Last week, Tennessee attorney David Fowler sent a letter to all 95 of Tennessee’s county clerks demanding that they cease and desist issuing of marriage licenses to same-sex couples. His stated reasoning is that the clerks are violating Tennessee’s constitution.
Tennessee is only one of several states in the US that have anti-marriage equality clauses written into their constitutions; Virginia, as it happens, is another. However, in light of the federal precedent set by the Supreme Court’s 2015 Obergefell v. Hodges decision, which made marriage equality the law of the land throughout the US, this should not matter. At the time of that decision, Tennessee Attorney General Herbert Slatery stated that Tennessee was required to abide by the Supreme Court decision regardless of the constitutional provision.
Nonetheless, Fowler is making the attempt to legally block same-sex marriages in Tennessee based on that exact constitutional provision. In an interview with the Washington Blade, Fowler rejected the statement of the Attorney General, stating, “It is indisputable that no court has declared the provision in Tennessee’s Constitution unconstitutional and enjoined its enforcement.” He then cited an obscure 1984 opinion by a previous Attorney General stating that a law must be considered constitutional “until it is declared unconstitutional by a court of competent jurisdiction.”
Of course, Fowler’s point here is invalidated by the fact that both the Supreme Court and Tennessee District Court Judge Aleta Arthur Trauger have released separate injunctions forbidding the enforcement of Tennessee’s constitutional provision against same-sex marriage.

Fowler, a former Republican state Senator for Tennessee, is in this case serving as general counsel for the Family Action Council of Tennessee’s Constitutional Government Defense Fund. That group is associated with anti-LGBTQ hate group Focus On The Family.

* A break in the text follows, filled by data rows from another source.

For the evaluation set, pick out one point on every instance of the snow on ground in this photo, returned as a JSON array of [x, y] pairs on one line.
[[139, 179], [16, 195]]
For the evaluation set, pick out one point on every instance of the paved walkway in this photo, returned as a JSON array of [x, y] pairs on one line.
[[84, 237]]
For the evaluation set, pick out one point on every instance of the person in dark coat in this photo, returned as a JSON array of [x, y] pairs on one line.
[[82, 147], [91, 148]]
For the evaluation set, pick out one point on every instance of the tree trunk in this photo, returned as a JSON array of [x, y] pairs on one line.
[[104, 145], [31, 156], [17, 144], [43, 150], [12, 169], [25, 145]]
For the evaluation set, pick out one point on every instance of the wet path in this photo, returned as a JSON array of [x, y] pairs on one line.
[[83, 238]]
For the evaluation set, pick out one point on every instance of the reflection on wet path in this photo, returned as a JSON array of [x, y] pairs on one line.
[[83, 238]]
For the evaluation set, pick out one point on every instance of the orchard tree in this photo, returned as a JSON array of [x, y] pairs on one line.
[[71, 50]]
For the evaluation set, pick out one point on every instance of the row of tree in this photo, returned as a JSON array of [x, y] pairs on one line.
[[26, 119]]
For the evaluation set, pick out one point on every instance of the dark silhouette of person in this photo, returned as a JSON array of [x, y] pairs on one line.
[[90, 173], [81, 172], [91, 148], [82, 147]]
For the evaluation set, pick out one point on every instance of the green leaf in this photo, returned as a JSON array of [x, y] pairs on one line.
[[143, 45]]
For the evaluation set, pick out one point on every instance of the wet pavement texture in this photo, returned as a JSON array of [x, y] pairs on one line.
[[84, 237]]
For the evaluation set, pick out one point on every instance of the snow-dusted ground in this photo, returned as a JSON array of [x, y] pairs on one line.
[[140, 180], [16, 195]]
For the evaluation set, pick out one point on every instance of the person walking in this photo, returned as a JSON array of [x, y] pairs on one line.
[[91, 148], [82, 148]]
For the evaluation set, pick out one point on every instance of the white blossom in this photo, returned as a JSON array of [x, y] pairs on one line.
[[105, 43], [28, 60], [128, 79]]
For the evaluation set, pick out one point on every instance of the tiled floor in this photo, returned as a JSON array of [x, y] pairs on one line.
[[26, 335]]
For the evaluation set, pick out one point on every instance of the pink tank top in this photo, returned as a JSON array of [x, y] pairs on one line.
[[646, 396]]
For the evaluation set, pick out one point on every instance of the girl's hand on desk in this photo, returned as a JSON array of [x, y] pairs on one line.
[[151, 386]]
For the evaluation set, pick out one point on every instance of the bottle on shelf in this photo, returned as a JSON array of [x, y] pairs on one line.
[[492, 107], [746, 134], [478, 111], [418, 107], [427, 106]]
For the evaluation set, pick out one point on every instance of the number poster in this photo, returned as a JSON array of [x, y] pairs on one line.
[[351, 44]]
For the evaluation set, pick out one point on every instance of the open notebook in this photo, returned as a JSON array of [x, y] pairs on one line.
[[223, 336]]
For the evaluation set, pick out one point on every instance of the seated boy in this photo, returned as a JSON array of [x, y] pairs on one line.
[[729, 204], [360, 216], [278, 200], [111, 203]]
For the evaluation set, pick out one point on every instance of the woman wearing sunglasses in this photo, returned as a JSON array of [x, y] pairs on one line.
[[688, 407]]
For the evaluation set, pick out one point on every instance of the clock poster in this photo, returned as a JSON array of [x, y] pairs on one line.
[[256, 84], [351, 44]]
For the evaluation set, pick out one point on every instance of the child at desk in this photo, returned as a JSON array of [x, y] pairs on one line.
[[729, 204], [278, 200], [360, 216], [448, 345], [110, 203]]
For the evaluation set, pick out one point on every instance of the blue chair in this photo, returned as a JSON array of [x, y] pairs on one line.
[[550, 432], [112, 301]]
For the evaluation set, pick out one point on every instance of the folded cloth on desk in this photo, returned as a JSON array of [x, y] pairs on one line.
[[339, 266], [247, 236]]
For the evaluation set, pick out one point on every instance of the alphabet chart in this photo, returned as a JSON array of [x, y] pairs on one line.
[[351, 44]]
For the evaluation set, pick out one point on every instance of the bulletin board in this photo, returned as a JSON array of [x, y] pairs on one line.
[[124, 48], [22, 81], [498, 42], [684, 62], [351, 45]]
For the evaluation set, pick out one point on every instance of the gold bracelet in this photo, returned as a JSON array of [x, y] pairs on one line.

The letter gives a deadline of Feb. 17 for the Tennessee state government to comply with its demands. And while Fowler has not directly stated that he and the group plan to sue Tennessee’s county clerks, he did state in his letter to all 95 clerks that the ministers he represents are considering “what steps should next be taken by them… to be assured that they are not affirming a form of civil marriage contrary to their beliefs.” So legal action may indeed be forthcoming.
This would not be the first time Fowler has attempted legal action to invalidate same-sex marriage in Tennessee. In 2018, he sued Tennessee’s Williamson County, arguing that the Obergefell v. Hodges decision had invalidated all of Tennessee’s state laws concerning religion. That case was dismissed.
Nonetheless, this has to be concerning for the LGBTQ communities of both Tennessee and Virginia, as well as those of any other state with anti-marriage equality clauses still written into their constitution. During the Trump administration, the makeup of the Supreme Court has changed significantly, and there is some concern that a case like Fowler’s, if taken to a high enough court, could reverse the precedent set by Obergefell v. Hodges and bring all those anti-marriage equality clauses back to life.
National Center For Lesbian Rights legal director Shannon Minter dismissed these concerns in an interview with the Washington Blade, saying, “This is a political stunt, not a serious legal threat… If Fowler actually followed through on filing a lawsuit, it would be thrown out. Marriage equality is the law of the land, including in Tennessee.”
For our sakes, let’s hope Minter is correct.